- Employer: National Council of the Transition
- Organization(s): National Union of Teachers of Guinea Pan-African Organization of the Teaching Profession (OPAPE) World Confederation of Organizations of the Teaching Profession (CMOPE) Economic and Social Council

= Joséphine Léno =

Guinean educator, trade unionist and politician

Guilano Joséphine Léno, also known by Joséphine Lénaud, is a Guinean educator, trade unionist and politician. She was head of the National Union of Teachers of Guinea, a member of the National Council of the Transition (CTRN) and Minister of Labour and Social Affairs.

== Biography ==
Léno worked as an educator and was head of the National Union of Teachers of Guinea. From 1986 to 1995, she was vice president of the Pan-African Organization of the Teaching Profession (OPAPE) and a member of the Executive Committee of the World Confederation of Organizations of the Teaching Profession (CMOPE).

From 1992, Léno was a member of the unicameral National Council of the Transition (Conseil national de la transition, CTRN) until legislative elections were held in June 1995. She was also appointed as Minister of Labour and Social Affairs.
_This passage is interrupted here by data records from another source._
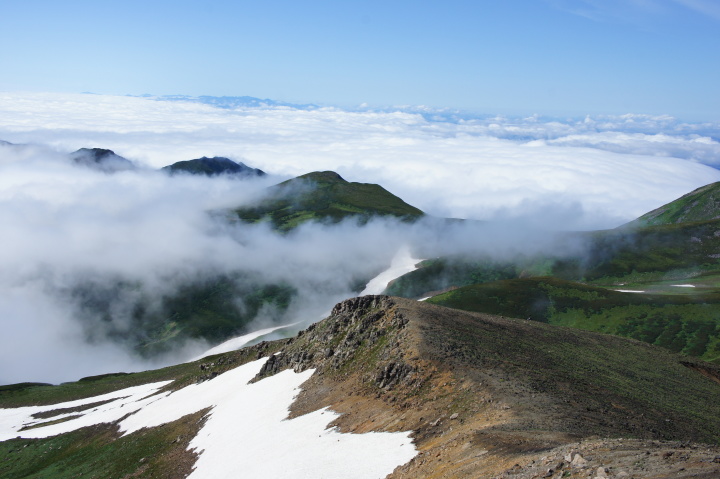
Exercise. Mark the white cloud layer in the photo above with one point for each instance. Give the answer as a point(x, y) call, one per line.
point(612, 168)
point(66, 225)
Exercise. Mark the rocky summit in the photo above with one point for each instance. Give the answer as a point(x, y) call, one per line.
point(480, 395)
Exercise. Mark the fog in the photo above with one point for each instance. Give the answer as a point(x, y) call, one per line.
point(73, 234)
point(613, 168)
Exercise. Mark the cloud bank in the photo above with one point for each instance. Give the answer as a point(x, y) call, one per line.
point(66, 226)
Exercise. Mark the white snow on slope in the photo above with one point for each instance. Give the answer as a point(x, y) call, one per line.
point(240, 341)
point(401, 264)
point(125, 401)
point(247, 432)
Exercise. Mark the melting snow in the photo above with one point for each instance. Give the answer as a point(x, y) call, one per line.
point(240, 341)
point(401, 264)
point(247, 432)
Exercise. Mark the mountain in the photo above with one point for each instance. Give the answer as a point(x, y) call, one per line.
point(214, 166)
point(324, 196)
point(101, 159)
point(478, 396)
point(702, 204)
point(658, 284)
point(682, 323)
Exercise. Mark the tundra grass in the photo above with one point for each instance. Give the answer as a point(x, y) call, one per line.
point(680, 323)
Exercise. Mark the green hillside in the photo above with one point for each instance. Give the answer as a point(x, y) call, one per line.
point(688, 324)
point(471, 387)
point(324, 196)
point(701, 204)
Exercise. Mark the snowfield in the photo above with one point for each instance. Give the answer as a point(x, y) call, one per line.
point(247, 432)
point(240, 341)
point(401, 264)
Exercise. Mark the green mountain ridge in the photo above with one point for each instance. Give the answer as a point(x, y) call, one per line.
point(214, 166)
point(688, 324)
point(324, 196)
point(484, 396)
point(702, 204)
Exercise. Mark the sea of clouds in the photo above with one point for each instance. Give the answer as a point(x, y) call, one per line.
point(65, 225)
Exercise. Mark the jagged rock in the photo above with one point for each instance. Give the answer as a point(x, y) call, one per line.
point(578, 461)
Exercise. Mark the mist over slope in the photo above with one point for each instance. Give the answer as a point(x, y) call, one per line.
point(594, 172)
point(87, 255)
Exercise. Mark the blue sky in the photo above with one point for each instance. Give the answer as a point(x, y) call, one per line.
point(512, 56)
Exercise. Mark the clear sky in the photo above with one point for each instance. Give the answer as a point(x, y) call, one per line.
point(523, 56)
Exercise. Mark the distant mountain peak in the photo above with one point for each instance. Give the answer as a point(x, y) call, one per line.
point(101, 159)
point(217, 165)
point(325, 196)
point(701, 204)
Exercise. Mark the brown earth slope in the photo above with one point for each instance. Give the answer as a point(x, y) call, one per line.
point(494, 397)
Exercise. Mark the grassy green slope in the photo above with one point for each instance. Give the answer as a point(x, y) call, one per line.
point(688, 324)
point(325, 196)
point(100, 451)
point(648, 258)
point(701, 204)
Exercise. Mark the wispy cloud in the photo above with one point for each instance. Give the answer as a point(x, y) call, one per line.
point(64, 225)
point(710, 8)
point(616, 168)
point(634, 11)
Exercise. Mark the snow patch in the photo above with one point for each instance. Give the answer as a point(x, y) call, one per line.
point(240, 341)
point(247, 430)
point(401, 264)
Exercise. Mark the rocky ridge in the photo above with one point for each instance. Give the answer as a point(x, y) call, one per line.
point(391, 364)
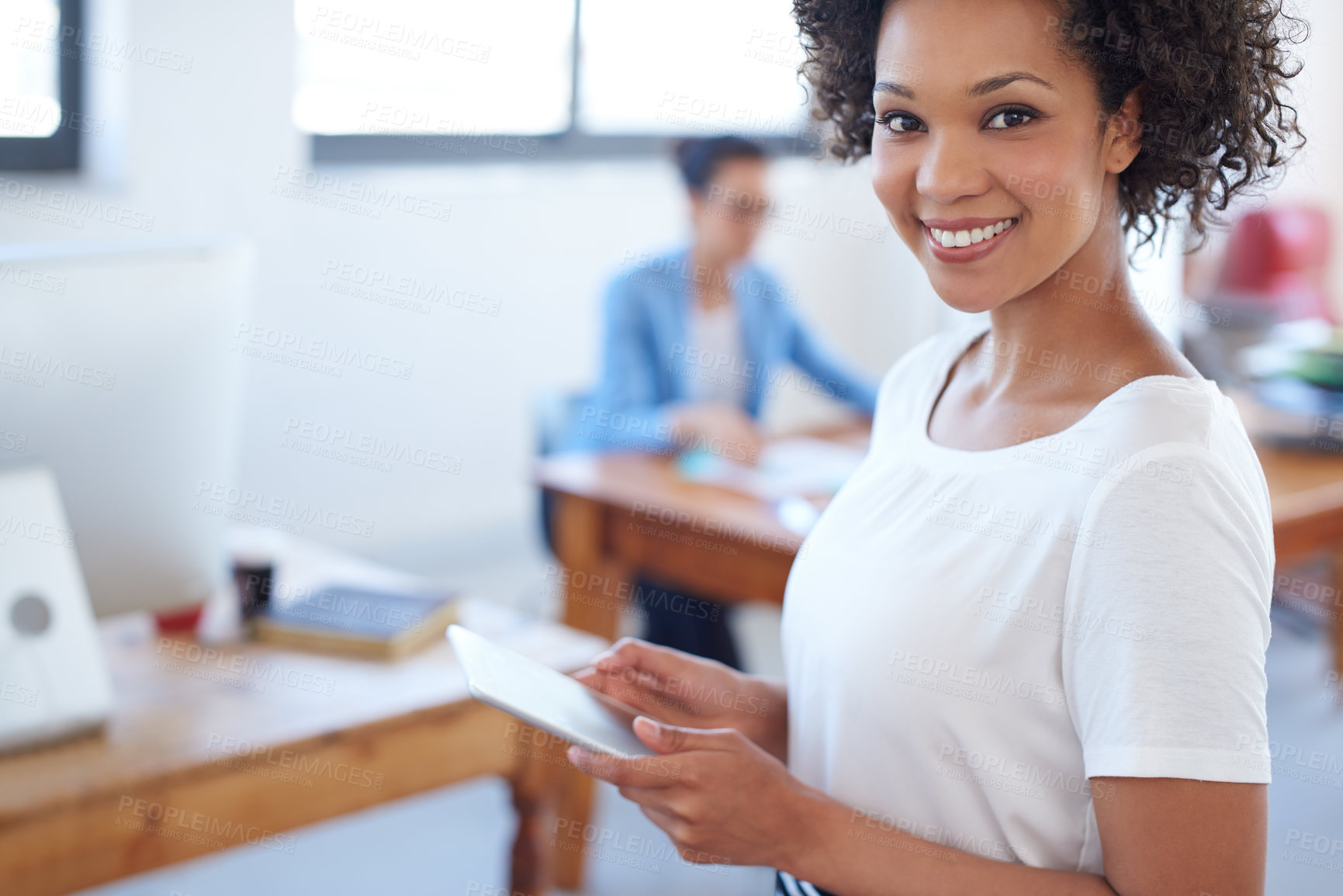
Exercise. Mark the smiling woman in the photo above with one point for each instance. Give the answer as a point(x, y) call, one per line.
point(1025, 642)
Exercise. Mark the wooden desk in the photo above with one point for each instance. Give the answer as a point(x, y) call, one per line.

In 2010, Léno was vice-president then acting president of the Economic and Social Council.

In 2015, Léno was a facilitator of the election of Guinea to the Union of Economic and Social Councils and Similar Institutions of Member States and Governments of La Francophonie (UCESIF).

In September 2022, Léno was appointed to ensure the facilitation of the Inclusive Dialogue Framework, along with Makalé Traoré and Hadja Aicha Bah.

== Awards ==
In 2005, Léno was named a Nobel Peace Prize 1000 PeaceWomen Across the Globe (PWAG).

In 2022, Léno was appointed as a Grand Officer of the National Order of Merit by President of Guinea Mamadi Doumbouya.